Les Mongols et les Mandchoux, qui alimentent l’importation et l’exportation, y apportent des pelleteries, des champignons, du sel, du gingseng, des draps et autres marchandises russes ; ils y amènent aussi d’immenses troupeaux de bœufs et de moutons. Ils emportent en échange du thé en briques, du tabac, des cotonnades, des selles et des harnais, des farines d’orge et de millet, et des ustensiles de cuisine.

Les marchands chinois, qui connaissent la passion des nomades pour tout ce qui est supposé venir de Pékin, ont bien soin de faire peindre en grosses lettres sur leurs ballots : marchandises de Pékin. Il en est de cela comme des modes de Paris ; les dames mongoles ne seraient pas satisfaites des cadeaux que leurs maris leur rapportent de leurs longs voyages, si elles ne les croyaient pas fabriqués dans la capitale de l’empire.

Malgré son importance, la ville de Kalgan n’est pas même indiquée sur l’excellente carte de l’Asie orientale publiée par Andriveau-Goujon.
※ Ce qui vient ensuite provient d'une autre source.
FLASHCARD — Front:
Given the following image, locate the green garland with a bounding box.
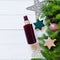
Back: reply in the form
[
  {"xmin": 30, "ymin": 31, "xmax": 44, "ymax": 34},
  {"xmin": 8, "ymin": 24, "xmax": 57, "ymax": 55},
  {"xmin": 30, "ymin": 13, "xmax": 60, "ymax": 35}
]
[{"xmin": 32, "ymin": 0, "xmax": 60, "ymax": 60}]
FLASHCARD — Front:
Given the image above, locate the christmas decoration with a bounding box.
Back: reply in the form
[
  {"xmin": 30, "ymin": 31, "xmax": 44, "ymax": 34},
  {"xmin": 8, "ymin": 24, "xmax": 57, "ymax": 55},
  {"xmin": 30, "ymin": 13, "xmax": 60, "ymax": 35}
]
[
  {"xmin": 49, "ymin": 23, "xmax": 58, "ymax": 31},
  {"xmin": 26, "ymin": 0, "xmax": 60, "ymax": 60},
  {"xmin": 37, "ymin": 0, "xmax": 60, "ymax": 60},
  {"xmin": 34, "ymin": 19, "xmax": 44, "ymax": 30},
  {"xmin": 44, "ymin": 37, "xmax": 56, "ymax": 49},
  {"xmin": 26, "ymin": 0, "xmax": 47, "ymax": 18}
]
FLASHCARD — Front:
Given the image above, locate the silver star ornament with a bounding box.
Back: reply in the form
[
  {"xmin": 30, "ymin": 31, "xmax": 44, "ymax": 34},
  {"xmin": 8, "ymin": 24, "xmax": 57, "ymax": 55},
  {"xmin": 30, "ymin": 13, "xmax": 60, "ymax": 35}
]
[{"xmin": 26, "ymin": 0, "xmax": 47, "ymax": 18}]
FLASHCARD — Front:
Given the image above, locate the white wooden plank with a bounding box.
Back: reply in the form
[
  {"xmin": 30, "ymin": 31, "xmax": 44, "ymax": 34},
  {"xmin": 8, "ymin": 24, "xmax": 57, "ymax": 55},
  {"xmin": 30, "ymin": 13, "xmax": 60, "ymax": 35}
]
[
  {"xmin": 0, "ymin": 0, "xmax": 35, "ymax": 29},
  {"xmin": 0, "ymin": 30, "xmax": 32, "ymax": 60},
  {"xmin": 0, "ymin": 14, "xmax": 36, "ymax": 29},
  {"xmin": 0, "ymin": 0, "xmax": 33, "ymax": 14},
  {"xmin": 0, "ymin": 15, "xmax": 23, "ymax": 29}
]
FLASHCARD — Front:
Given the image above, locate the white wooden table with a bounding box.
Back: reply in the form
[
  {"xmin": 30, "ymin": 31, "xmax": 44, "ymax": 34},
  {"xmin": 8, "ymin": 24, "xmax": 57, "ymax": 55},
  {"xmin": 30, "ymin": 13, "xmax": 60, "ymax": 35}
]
[{"xmin": 0, "ymin": 0, "xmax": 43, "ymax": 60}]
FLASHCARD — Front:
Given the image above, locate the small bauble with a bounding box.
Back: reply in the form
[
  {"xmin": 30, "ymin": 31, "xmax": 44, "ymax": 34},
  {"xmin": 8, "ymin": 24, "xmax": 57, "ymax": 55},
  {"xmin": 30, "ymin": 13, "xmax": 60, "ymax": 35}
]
[{"xmin": 49, "ymin": 23, "xmax": 58, "ymax": 31}]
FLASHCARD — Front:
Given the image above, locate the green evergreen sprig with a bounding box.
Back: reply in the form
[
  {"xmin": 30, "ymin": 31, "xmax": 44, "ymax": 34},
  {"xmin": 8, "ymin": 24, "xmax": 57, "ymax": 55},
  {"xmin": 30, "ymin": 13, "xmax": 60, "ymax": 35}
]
[{"xmin": 37, "ymin": 0, "xmax": 60, "ymax": 60}]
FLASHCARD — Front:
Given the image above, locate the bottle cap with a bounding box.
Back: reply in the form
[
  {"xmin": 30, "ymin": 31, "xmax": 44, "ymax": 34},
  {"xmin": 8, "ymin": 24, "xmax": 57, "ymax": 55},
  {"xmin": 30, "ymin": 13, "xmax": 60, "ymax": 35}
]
[{"xmin": 24, "ymin": 16, "xmax": 28, "ymax": 21}]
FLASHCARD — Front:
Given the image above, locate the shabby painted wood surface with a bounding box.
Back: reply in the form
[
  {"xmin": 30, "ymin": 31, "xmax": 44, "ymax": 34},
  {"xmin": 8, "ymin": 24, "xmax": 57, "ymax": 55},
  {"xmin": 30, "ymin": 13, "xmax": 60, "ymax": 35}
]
[{"xmin": 0, "ymin": 0, "xmax": 43, "ymax": 60}]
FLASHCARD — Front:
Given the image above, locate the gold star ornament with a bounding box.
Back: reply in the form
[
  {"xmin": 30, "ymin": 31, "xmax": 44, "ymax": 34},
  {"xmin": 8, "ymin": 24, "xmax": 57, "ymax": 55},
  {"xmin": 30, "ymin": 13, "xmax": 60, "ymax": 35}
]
[{"xmin": 44, "ymin": 37, "xmax": 56, "ymax": 49}]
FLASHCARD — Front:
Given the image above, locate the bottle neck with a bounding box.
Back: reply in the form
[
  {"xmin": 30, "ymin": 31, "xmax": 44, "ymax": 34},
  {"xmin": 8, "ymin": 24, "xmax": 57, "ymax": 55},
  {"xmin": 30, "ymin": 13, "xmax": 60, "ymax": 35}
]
[{"xmin": 24, "ymin": 20, "xmax": 30, "ymax": 25}]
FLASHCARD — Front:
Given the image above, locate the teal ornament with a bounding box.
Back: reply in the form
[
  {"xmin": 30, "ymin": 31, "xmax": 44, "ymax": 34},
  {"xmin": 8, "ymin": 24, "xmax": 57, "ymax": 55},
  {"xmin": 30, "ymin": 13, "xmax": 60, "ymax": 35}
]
[{"xmin": 34, "ymin": 19, "xmax": 44, "ymax": 30}]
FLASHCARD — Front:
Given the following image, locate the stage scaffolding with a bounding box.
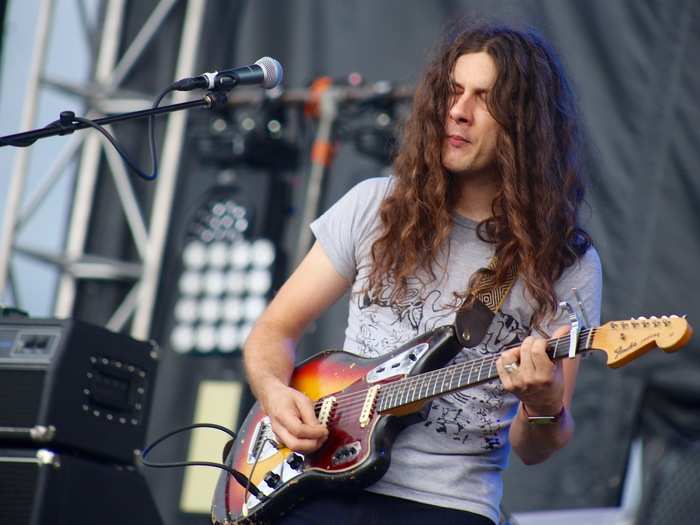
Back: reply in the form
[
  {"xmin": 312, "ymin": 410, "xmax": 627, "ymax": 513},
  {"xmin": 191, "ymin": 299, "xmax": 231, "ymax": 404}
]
[{"xmin": 0, "ymin": 0, "xmax": 206, "ymax": 339}]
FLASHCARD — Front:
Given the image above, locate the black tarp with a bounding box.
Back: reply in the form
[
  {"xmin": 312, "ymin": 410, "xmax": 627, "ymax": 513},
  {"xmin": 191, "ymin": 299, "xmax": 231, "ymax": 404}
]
[{"xmin": 73, "ymin": 1, "xmax": 700, "ymax": 523}]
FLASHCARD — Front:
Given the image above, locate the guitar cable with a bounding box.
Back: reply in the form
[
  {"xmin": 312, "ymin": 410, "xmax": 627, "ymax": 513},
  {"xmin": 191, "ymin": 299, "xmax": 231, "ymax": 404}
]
[{"xmin": 140, "ymin": 422, "xmax": 269, "ymax": 502}]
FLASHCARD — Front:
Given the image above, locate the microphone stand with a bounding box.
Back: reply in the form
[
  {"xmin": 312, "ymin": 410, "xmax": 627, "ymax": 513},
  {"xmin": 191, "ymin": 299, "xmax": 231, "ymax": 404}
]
[{"xmin": 0, "ymin": 91, "xmax": 229, "ymax": 148}]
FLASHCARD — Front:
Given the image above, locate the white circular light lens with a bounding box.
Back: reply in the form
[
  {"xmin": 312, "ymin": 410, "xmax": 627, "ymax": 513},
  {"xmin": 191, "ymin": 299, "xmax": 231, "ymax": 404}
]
[
  {"xmin": 204, "ymin": 270, "xmax": 226, "ymax": 296},
  {"xmin": 200, "ymin": 229, "xmax": 215, "ymax": 243},
  {"xmin": 179, "ymin": 271, "xmax": 202, "ymax": 296},
  {"xmin": 212, "ymin": 202, "xmax": 227, "ymax": 216},
  {"xmin": 217, "ymin": 325, "xmax": 239, "ymax": 353},
  {"xmin": 171, "ymin": 325, "xmax": 195, "ymax": 354},
  {"xmin": 223, "ymin": 298, "xmax": 243, "ymax": 322},
  {"xmin": 251, "ymin": 239, "xmax": 275, "ymax": 267},
  {"xmin": 248, "ymin": 269, "xmax": 272, "ymax": 295},
  {"xmin": 174, "ymin": 298, "xmax": 198, "ymax": 322},
  {"xmin": 244, "ymin": 296, "xmax": 267, "ymax": 321},
  {"xmin": 183, "ymin": 241, "xmax": 207, "ymax": 270},
  {"xmin": 225, "ymin": 271, "xmax": 246, "ymax": 295},
  {"xmin": 230, "ymin": 241, "xmax": 251, "ymax": 268},
  {"xmin": 195, "ymin": 325, "xmax": 217, "ymax": 353},
  {"xmin": 234, "ymin": 218, "xmax": 249, "ymax": 232},
  {"xmin": 200, "ymin": 297, "xmax": 222, "ymax": 323},
  {"xmin": 208, "ymin": 242, "xmax": 228, "ymax": 268}
]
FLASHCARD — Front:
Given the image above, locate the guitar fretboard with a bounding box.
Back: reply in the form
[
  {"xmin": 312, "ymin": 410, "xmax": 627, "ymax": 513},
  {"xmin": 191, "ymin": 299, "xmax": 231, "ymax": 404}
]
[{"xmin": 377, "ymin": 328, "xmax": 595, "ymax": 412}]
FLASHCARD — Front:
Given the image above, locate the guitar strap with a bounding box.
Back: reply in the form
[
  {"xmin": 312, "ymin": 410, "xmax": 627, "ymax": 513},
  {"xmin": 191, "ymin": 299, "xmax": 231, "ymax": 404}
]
[{"xmin": 454, "ymin": 258, "xmax": 517, "ymax": 348}]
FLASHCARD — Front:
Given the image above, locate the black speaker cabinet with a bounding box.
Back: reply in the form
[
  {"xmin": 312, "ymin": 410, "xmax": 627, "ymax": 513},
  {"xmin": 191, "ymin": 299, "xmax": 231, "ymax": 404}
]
[
  {"xmin": 0, "ymin": 318, "xmax": 158, "ymax": 464},
  {"xmin": 0, "ymin": 448, "xmax": 163, "ymax": 525}
]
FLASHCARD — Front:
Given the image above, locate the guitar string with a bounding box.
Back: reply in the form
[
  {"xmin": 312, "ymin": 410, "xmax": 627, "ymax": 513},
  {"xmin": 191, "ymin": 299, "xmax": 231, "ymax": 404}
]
[
  {"xmin": 311, "ymin": 354, "xmax": 500, "ymax": 414},
  {"xmin": 320, "ymin": 332, "xmax": 595, "ymax": 421},
  {"xmin": 310, "ymin": 332, "xmax": 581, "ymax": 414},
  {"xmin": 310, "ymin": 330, "xmax": 594, "ymax": 414},
  {"xmin": 319, "ymin": 354, "xmax": 505, "ymax": 419},
  {"xmin": 314, "ymin": 347, "xmax": 551, "ymax": 420},
  {"xmin": 376, "ymin": 327, "xmax": 599, "ymax": 409}
]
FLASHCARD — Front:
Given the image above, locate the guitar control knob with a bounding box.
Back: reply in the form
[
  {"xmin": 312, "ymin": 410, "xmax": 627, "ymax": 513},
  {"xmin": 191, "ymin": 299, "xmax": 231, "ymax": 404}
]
[
  {"xmin": 286, "ymin": 453, "xmax": 304, "ymax": 470},
  {"xmin": 264, "ymin": 471, "xmax": 281, "ymax": 489}
]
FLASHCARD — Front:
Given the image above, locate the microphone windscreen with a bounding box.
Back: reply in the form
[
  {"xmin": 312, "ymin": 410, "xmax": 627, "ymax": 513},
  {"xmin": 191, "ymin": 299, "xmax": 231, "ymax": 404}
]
[{"xmin": 255, "ymin": 57, "xmax": 284, "ymax": 89}]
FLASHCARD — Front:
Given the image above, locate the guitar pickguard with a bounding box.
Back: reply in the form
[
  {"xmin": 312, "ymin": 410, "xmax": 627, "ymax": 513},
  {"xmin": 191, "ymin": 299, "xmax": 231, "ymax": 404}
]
[{"xmin": 365, "ymin": 342, "xmax": 430, "ymax": 383}]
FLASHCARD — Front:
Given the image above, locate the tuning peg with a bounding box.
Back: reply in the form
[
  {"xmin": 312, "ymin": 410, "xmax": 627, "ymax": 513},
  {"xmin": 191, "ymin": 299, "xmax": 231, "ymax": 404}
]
[{"xmin": 638, "ymin": 316, "xmax": 647, "ymax": 321}]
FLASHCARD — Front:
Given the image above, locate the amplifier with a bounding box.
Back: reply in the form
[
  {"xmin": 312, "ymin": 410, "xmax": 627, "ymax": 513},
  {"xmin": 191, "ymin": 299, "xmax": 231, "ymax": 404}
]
[
  {"xmin": 0, "ymin": 447, "xmax": 162, "ymax": 525},
  {"xmin": 0, "ymin": 318, "xmax": 158, "ymax": 464}
]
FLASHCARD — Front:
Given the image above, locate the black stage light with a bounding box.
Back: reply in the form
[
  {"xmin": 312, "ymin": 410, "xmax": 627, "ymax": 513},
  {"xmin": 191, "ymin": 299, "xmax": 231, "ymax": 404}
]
[{"xmin": 193, "ymin": 98, "xmax": 300, "ymax": 171}]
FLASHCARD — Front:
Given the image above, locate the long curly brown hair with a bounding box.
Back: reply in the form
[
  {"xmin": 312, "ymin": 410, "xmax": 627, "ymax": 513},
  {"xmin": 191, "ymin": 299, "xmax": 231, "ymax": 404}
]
[{"xmin": 367, "ymin": 23, "xmax": 591, "ymax": 330}]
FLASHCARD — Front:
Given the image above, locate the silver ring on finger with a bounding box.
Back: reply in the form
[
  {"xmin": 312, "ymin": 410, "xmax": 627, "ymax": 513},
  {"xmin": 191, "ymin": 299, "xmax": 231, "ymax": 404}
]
[{"xmin": 504, "ymin": 362, "xmax": 519, "ymax": 374}]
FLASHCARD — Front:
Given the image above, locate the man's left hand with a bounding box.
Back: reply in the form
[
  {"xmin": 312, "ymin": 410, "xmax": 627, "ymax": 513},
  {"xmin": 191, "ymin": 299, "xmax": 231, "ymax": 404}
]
[{"xmin": 496, "ymin": 326, "xmax": 570, "ymax": 416}]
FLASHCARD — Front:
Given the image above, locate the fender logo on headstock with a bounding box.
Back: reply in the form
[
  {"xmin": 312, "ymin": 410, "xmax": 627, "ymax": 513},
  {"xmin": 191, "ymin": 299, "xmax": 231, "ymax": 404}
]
[{"xmin": 614, "ymin": 332, "xmax": 659, "ymax": 357}]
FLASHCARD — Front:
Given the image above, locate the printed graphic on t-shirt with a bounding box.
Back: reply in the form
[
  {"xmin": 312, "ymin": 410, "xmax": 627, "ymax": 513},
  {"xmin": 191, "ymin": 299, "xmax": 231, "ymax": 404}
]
[
  {"xmin": 355, "ymin": 272, "xmax": 462, "ymax": 356},
  {"xmin": 425, "ymin": 311, "xmax": 526, "ymax": 449},
  {"xmin": 354, "ymin": 271, "xmax": 525, "ymax": 450}
]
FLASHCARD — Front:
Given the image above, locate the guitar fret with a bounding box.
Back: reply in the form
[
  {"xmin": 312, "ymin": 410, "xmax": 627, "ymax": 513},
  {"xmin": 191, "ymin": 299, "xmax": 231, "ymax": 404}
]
[
  {"xmin": 399, "ymin": 382, "xmax": 407, "ymax": 406},
  {"xmin": 410, "ymin": 377, "xmax": 419, "ymax": 403},
  {"xmin": 384, "ymin": 327, "xmax": 598, "ymax": 411}
]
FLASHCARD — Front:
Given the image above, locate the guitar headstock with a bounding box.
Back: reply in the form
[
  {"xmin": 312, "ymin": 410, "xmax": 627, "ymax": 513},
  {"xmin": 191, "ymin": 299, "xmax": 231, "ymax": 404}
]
[{"xmin": 591, "ymin": 315, "xmax": 693, "ymax": 368}]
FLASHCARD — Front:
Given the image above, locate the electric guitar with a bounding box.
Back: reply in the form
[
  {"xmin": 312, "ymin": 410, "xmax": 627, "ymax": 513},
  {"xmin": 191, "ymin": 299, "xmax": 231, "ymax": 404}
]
[{"xmin": 211, "ymin": 316, "xmax": 692, "ymax": 524}]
Bien plus, l’abbé Hue, qui pourtant a dû passer dans son voisinage lorsqu’en compagnie du P. Gabet il se rendait de la Mandchourie au Thibet, ne la mentionne pas davantage.

Elle est située par quarante-deux degrés de latitude et cent treize de longitude ; c’est la ville la plus septentrionale de la Chine proprement dite.

  1. Il est curieux de constater que le mot chinois gen a certainement la même racine que le mot latin genus, dont on a fait en français genre et gens.
  2. La piastre mexicaine, qui est en usage en Chine, vaut à peu près six francs de notre monnaie.